All around our town, the pickups and SUVs have sprouted snowplows for the winter . After big snowstorms, you see a lot of stocking-capped men driving around, shovels up, in an almost priapic display of self-sufficiency. We had our second big storm of the season over the weekend, and already the endlessly salted streets are looking as bleached as old bones. I went out after lunch today to get a few Christmas gifts, and the sun was so low that it looked like it was getting ready to set by mid-afternoon. The snow is piled up in mounds in front of our house and we have some truly impressive icicles hanging off our ice-dammed gutters. We are in full winter siege mode here, and it’s not even really winter yet.
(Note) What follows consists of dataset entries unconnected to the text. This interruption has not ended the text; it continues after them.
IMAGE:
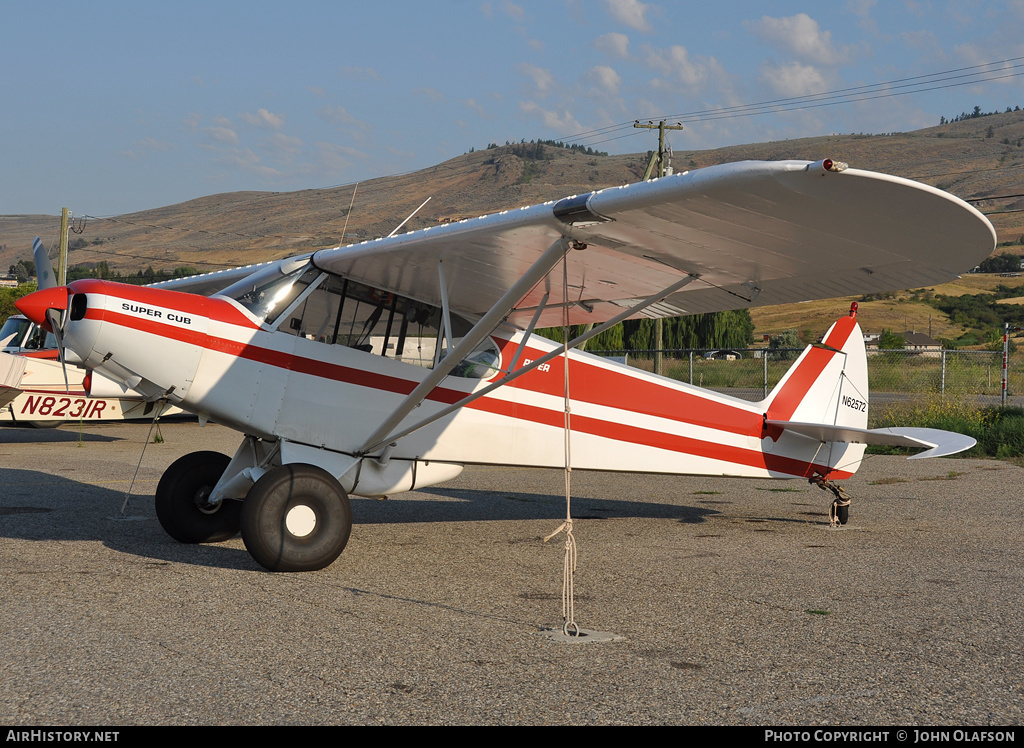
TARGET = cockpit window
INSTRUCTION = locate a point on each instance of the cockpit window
(267, 293)
(342, 312)
(14, 326)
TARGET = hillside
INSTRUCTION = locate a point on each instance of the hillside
(973, 158)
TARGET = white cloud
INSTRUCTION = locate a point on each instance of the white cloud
(801, 36)
(339, 117)
(513, 10)
(562, 121)
(264, 119)
(675, 63)
(613, 44)
(430, 93)
(604, 79)
(472, 105)
(794, 79)
(221, 134)
(631, 12)
(544, 82)
(283, 147)
(360, 74)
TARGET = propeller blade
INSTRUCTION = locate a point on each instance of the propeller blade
(56, 319)
(44, 271)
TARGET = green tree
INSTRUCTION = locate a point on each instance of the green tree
(779, 344)
(891, 341)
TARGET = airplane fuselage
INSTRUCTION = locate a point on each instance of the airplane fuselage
(212, 357)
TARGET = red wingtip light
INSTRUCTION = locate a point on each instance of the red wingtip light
(35, 304)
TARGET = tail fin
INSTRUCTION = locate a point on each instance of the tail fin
(827, 385)
(823, 399)
(828, 382)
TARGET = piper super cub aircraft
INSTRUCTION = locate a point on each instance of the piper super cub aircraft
(388, 365)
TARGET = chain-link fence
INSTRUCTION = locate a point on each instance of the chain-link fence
(892, 375)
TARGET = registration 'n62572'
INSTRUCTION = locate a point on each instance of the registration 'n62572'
(854, 403)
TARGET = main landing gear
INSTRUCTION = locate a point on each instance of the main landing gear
(182, 500)
(294, 518)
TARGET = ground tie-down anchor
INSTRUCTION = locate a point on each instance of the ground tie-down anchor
(839, 512)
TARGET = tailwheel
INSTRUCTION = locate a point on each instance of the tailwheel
(296, 518)
(183, 505)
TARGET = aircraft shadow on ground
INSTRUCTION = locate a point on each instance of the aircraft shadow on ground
(28, 434)
(36, 505)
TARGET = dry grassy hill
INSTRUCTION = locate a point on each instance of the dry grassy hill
(974, 158)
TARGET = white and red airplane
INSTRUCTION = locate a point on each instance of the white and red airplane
(38, 390)
(388, 365)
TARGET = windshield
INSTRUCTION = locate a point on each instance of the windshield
(269, 292)
(14, 326)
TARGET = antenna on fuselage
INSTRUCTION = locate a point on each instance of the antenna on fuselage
(348, 215)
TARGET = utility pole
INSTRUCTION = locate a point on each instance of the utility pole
(664, 167)
(62, 255)
(659, 157)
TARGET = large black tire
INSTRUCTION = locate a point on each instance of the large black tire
(296, 518)
(181, 500)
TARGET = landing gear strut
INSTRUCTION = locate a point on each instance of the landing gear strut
(296, 518)
(182, 500)
(839, 512)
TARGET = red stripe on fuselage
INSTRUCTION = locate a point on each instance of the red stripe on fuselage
(596, 385)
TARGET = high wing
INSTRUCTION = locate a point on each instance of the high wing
(752, 234)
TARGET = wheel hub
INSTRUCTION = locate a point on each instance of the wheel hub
(203, 502)
(300, 521)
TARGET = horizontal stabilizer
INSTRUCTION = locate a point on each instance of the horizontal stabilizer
(936, 442)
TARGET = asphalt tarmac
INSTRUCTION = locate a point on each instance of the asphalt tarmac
(734, 601)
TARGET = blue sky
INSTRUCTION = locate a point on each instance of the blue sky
(114, 107)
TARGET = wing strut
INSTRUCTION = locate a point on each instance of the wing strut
(544, 264)
(377, 442)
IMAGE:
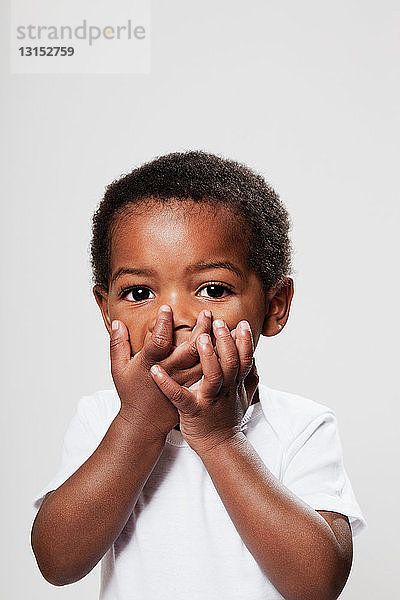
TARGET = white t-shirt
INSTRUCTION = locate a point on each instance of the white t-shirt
(179, 541)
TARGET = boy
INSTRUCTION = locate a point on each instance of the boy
(190, 479)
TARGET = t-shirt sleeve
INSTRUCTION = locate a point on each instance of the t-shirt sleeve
(80, 441)
(314, 470)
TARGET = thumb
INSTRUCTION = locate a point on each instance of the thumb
(120, 348)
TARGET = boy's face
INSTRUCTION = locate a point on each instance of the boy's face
(190, 257)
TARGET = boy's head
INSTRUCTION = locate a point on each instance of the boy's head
(180, 222)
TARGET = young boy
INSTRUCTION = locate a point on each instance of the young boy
(190, 479)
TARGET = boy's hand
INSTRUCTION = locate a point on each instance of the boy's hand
(211, 411)
(142, 403)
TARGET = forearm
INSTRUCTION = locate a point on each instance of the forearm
(79, 522)
(291, 542)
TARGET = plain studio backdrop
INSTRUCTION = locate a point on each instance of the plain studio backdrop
(307, 93)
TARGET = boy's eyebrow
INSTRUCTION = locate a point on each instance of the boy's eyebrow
(203, 266)
(131, 271)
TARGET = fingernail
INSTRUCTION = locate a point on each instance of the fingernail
(204, 339)
(244, 326)
(205, 344)
(219, 323)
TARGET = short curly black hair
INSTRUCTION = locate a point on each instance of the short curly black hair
(200, 177)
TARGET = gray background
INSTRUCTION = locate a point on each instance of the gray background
(305, 92)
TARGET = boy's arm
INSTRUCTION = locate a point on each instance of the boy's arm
(306, 556)
(78, 522)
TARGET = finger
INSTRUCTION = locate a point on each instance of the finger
(186, 354)
(157, 346)
(120, 348)
(245, 348)
(227, 351)
(187, 377)
(212, 374)
(180, 397)
(251, 383)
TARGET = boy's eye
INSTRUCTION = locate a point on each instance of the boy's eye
(214, 290)
(137, 293)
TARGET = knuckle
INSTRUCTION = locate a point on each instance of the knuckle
(231, 361)
(159, 341)
(115, 343)
(215, 378)
(175, 395)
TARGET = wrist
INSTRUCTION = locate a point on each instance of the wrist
(216, 444)
(140, 427)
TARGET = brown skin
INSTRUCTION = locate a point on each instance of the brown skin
(168, 252)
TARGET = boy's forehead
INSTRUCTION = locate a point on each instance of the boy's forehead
(185, 228)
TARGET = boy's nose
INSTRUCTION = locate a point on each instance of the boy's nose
(184, 317)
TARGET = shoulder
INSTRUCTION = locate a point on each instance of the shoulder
(291, 415)
(98, 410)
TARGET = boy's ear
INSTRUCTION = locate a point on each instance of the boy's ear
(101, 296)
(278, 307)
On Sunday morning, right after the latest of the big snows, I got out my skis and was able to ski from the front door to the river about a mile away. I went out onto the pier to get a view down the river, where just a few days before I had seen a wild swan swimming. There was no swan this time, but all down the banks of the river the tree branches, coated in ice, were silvery in the sun. When I turned around to head home, one of the men in the snowplow trucks was making his way toward the pier. He pulled up alongside me and rolled down his window. “I saw you go out on the pier,” he said, “and I thought you were going to jump in the river.” We both laughed, and I didn’t bother trying to explain about looking for the swan. But I skied home in the path his truck had made in the street, where he had scraped away the deep powder and left a slick, packed layer of snow and ice. It was the fastest and best skiing I had found that morning. Mr. Plow comes through again.